Conheci um novo aluno numa transferência recebida no meio do ano. Era extremamente envergonhado e retraído.  Como falava baixinho, pedi que se aproximasse para que eu pudesse anotar seus dados pessoais.
Ao perguntar-lhe o nome levei um choque.  A resposta dada numa voz insegura e quase inaudível foi: Sebostílio
Fiquei em dúvida e refiz a pergunta recebendo a mesma resposta.  Tive que fazer um esforço supremo para demonstrar naturalidade e não deixar escapar um mínimo de sorriso que fosse. Consegui. Apresentou-me a seguir uma certidão de nascimento.  
Foi aí que entendi tudo:
Pai: Sebastião
Mãe: Otília
Seu nome era uma homenagem aos pais.
Não tive mais notícias de Sebostílio. Até onde o acompanhei, ele continuou com esse nome e atendia pelo apelido carinhoso que os novos amigos lhe deram: Sebinho.  
Menos mal, pensei – pior seria se fosse Bostinha!
Nesse caso em especial fui obrigada a concluir que realmente gosto não se discute, lamenta-se!
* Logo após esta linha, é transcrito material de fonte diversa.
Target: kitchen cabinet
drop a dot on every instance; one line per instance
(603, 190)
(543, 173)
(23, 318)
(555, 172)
Santos, 15 de novembro de 2011  

segunda-feira, 7 de novembro de 2011

O SORRISO QUE NÃO ESQUEÇO

Há cenas na vida da gente que independente do tempo transcorrido e também de sua duração, por mais ínfimas que tenham sido, ficam gravadas na mente para sempre.
Quando estão associadas às boas lembranças volta e meia há um flashback e as imagens desfilam diante de nossos olhos como se estivessem ocorrendo em tempo real.
Uma situação dessas me acompanha há mais de quinze anos e por incrível que possa parecer, transcorreu em menos de um minuto envolvendo alguém que nem cheguei a conhecer.
A atitude de uma criança me surpreendeu e me serviu de lição.
Dirigindo o carro já próximo ao local de trabalho, fiz uma conversão à direita e andando poucos metros observei um garoto de oito anos aproximadamente que carregando material escolar, caminhava sozinho pela calçada. Vestia-se de maneira muito simples.
Inesperadamente a criança resolveu atravessar a rua sem olhar para os lados. Dados alguns passos, se deu conta do perigo ao ver o carro próximo e voltou correndo para a calçada.
Com o carro já parado, fiz um gesto com a mão avisando-o para fazer a travessia. Para meu espanto, em vez de continuar seu caminho e chegar até a calçada em segurança, o menino veio em direção ao carro parando ao lado da janela do motorista. 
Por instantes fiz indevidamente um prejulgamento imaginando que ele aproveitaria a situação para pedir algum auxílio. Apesar do receio consegui controlar a vontade de fechar o vidro.
Grande engano e grande lição.
Com sorriso nos lábios e no olhar, o menino colocou o braço dentro do carro e fazendo sinal de positivo com o polegar da mão direita, disse na sua simplicidade: “Valeu dona!”.  A seguir, sempre sorrindo, continuou seu caminho.
Minha surpresa só não foi maior que a vergonha pelo prejulgamento que havia feito.
Uma cena tão rápida mas tão marcante. 
Impossível esquecer o garoto que sorria com o olhar.